Kapolri Jenderal Tito Karnavian. Foto via Jawa Pos

Kapolri Jenderal Tito Karnavian. Foto via Jawa Pos

UNTUK memudahkan pengungkapan kasus penyiraman air keras terhadap Novel Baswedan, tim investigasi dibentuk. Tim ini berisikan anggota Polri dan Komisi Pemberantasan Korupsi (KPK).

Kapolri Jenderal Tito Karnavian mengatakan, penggabungan ini bukan tanpa alasan. Karena memang kepercayaan publik kepada KPK jauh di atas Polri.

“Karena teman-teman KPK cukup kredibel. Kalau seandainya dibentuk tim gabungan independen kan sifatnya mencari fakta bukan melakukan investigasi, kalau mencari fakta, beda dengan investigasi,” kata dia di Istana Negara, Jakarta Pusat, Senin (31/7/2017).

Menurut dia, investigasi itu lebih mendalam lagi daripada hanya mencari fakta. Jangkauannya juga kata Tito, bisa sampai ke data-data mentah bukan data supervisial.

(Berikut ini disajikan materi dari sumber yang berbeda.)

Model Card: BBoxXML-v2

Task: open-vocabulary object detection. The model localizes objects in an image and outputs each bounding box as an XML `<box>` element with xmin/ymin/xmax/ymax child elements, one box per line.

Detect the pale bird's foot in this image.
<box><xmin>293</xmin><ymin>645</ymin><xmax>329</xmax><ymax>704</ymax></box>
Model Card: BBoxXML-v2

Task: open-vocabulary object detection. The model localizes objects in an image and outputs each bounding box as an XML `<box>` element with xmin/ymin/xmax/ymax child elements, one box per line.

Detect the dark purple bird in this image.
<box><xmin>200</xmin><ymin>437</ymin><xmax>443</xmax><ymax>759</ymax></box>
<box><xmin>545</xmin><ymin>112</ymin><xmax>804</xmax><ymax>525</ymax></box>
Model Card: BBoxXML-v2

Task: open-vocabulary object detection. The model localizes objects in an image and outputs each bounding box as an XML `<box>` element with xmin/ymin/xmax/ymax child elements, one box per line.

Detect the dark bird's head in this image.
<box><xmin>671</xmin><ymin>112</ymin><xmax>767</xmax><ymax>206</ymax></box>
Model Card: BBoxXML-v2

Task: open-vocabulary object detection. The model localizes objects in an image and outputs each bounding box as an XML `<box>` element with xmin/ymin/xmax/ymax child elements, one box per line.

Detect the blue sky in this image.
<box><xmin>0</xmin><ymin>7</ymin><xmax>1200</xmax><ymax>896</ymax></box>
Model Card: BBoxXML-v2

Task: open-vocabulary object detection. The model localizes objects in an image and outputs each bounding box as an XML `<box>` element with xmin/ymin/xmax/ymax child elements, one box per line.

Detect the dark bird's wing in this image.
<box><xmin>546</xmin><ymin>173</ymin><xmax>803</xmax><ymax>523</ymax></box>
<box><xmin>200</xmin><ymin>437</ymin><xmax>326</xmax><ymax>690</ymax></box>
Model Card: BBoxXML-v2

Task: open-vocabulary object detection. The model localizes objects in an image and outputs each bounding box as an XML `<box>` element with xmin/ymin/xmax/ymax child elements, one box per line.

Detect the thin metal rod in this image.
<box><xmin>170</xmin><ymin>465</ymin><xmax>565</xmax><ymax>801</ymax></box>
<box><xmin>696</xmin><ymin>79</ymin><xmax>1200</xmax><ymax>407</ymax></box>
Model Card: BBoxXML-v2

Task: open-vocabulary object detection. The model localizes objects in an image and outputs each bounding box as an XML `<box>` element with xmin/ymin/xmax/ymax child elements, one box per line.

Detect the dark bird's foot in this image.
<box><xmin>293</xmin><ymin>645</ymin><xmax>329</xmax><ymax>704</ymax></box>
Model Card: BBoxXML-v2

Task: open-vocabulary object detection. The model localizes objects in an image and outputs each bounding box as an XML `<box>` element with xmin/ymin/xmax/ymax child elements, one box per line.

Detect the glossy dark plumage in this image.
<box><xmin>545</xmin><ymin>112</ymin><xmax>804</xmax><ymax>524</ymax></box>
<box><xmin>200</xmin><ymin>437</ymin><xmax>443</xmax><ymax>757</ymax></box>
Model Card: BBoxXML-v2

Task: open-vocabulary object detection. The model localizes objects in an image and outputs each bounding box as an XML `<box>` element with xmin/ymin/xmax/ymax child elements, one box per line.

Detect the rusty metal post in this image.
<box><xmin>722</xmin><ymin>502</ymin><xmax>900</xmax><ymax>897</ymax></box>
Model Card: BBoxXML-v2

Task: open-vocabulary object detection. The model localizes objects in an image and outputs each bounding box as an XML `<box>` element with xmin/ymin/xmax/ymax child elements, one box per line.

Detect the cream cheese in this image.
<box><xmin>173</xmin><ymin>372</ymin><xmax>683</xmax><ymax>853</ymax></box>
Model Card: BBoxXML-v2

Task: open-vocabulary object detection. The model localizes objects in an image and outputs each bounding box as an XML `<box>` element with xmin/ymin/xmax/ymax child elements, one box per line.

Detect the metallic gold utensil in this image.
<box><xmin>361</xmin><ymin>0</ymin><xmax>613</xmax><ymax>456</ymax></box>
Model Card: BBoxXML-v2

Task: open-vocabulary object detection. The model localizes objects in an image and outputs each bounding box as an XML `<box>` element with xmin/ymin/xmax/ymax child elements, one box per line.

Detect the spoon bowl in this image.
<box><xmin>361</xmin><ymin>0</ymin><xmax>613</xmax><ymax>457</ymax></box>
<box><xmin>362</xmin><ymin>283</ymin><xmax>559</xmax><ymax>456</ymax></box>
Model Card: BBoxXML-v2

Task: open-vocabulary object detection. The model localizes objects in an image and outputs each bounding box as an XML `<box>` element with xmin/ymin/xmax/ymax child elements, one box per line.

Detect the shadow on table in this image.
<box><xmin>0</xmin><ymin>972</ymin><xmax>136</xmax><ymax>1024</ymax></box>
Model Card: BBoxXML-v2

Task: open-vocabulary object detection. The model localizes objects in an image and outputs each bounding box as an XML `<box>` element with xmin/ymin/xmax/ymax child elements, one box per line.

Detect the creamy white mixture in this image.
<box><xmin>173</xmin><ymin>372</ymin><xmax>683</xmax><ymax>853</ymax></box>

“Selama ini juga saya kira tim Polri bekerja, oke kalau mungkin dianggap kurang kredibel saya kira tim dari KPK sangat dipercaya publik dan kredibel. Oleh karena itulah kita pikir kenapa tidak digabungkan antara Polri dan KPK supaya bergerak bersama sama,” papar dia

Karena itu, sebaiknya kata dia, masyarakat harus percaya kepada institusi, baik Polri dan KPK, bukan salah satunya saja yang dipercaya.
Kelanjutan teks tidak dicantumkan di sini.